One day - so many airports.

A few weeks ago I thought the moment would never come, the moment where I landed down in Britain. And on Saturday I did it twice. I flew from Geneva to Heathrow and then from Heathrow to Manchester. 

All in all it was a long day, the morning spent wandering aimlessly from Chamonix, contemplating just how different it was from Meribel and trying, and failing to see any actual ski lifts. I did however see a French hippy woman wandering around with no shoes on. And I had a fabulous burger from a tiny little shack called the Annex. My staff accommodation was also called the Annex and was an absolutely disgusting place in which I point blank refused to spend any time what so ever, so the decision to eat food produced in a place with the same name was only made when my companions had raved about the place as they had visited it only hours before hand when they were drunk, and were now returning for sobered up seconds. 

At 3.15pm, myself and two other people finally got into a van and went to the airport. I brought with me four  of the best packed bags anyone has every seen, within them was a huge amount of clothes, ski boots, a double duvet, speakers, a bottle of vodka and a bottle of gin, two other pairs of shoes, a laptop, make up, toiletries and a variety of other things totally (not?) necessary for a life in the mountains. To help you understand just how impressive this packing was it wasn't 4 suitcases, it was 1 suitcase, 1 boot bag, 1 carry all and one hand luggage bag. Now that was impressive packing. It did however cost me £68 to put it all on the aeroplane. As we checked in I found myself trying to take the other two's passports and tickets in case they lost them, even though both of them were grown men. 

Now what the customs people don't tell you is that although they specify that you are only allowed one hand luggage bag on the plane, they do not specify how many coats and jumpers you are allowed to take through. I tested this yesterday by taking through two ski coats and a massive woolly jumper. For the first set of customs I put one coat inside the other and no one seemed to notice or to care and then didn't even bother for the second. 

So.. getting everyone's luggage onto the plane proved to be the easy bit of the journey. As we moved on to go through security I was stopped and pulled to one side to have my bag searched. Now, even though you know that there is nothing in your suitcase that shouldn't be there, there is always a moment of terror in case someone, somehow has managed to get into your suitcase and plant drugs/knives/ a bomb and a life spent in prison flashes before your eyes.

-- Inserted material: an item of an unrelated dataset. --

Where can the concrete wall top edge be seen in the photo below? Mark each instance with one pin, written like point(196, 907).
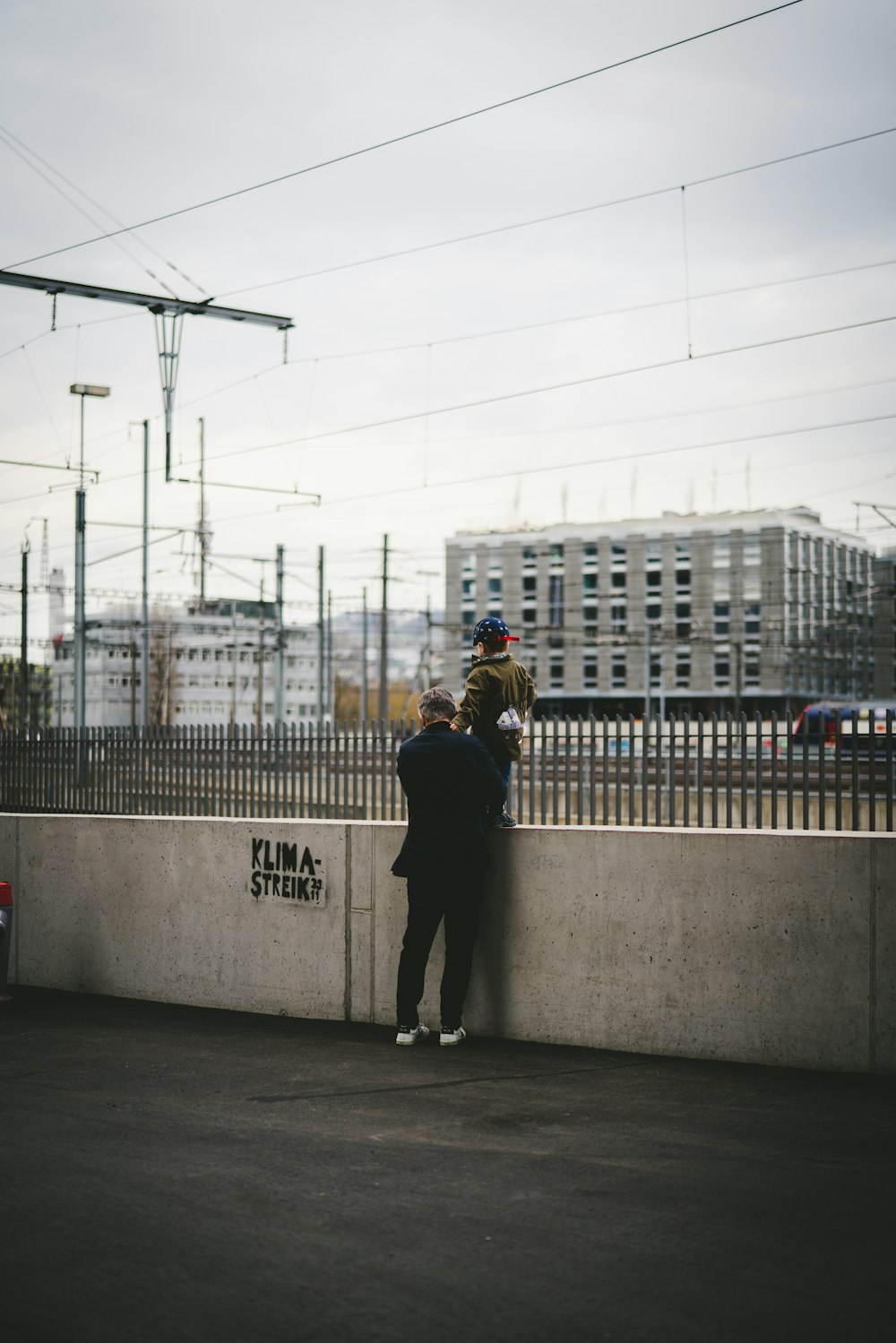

Anyway the security woman opens up my bag and sees that inside it are a huge amount of DVDs, 'Ah' she says in her Swiss accent, 'are you a  DJ?' I just smiled, and tried to look how I imagine a cool female DJ to look, as she took the top DVD, presuming it to be a CD from my imaginary lucrative DJ career and waved it at the man who spotted my bag as a potential terrorist threat and asked him if that was what he had seen in my bag. What she didn't notice and I did was that the DVD that she was waving round Geneva airport had two words written on it, and those two words were 'Lesbian Vampires'. To those who haven't heard of the very silly spoof film Lesbian Vampire Killers, a DVD entitled Lesbian Vampires could make them think I was into some very very dodgy porn film, and this in turn could have got me into a lot of trouble with customs. Luckily however she just put the DVD back and I went on my way. 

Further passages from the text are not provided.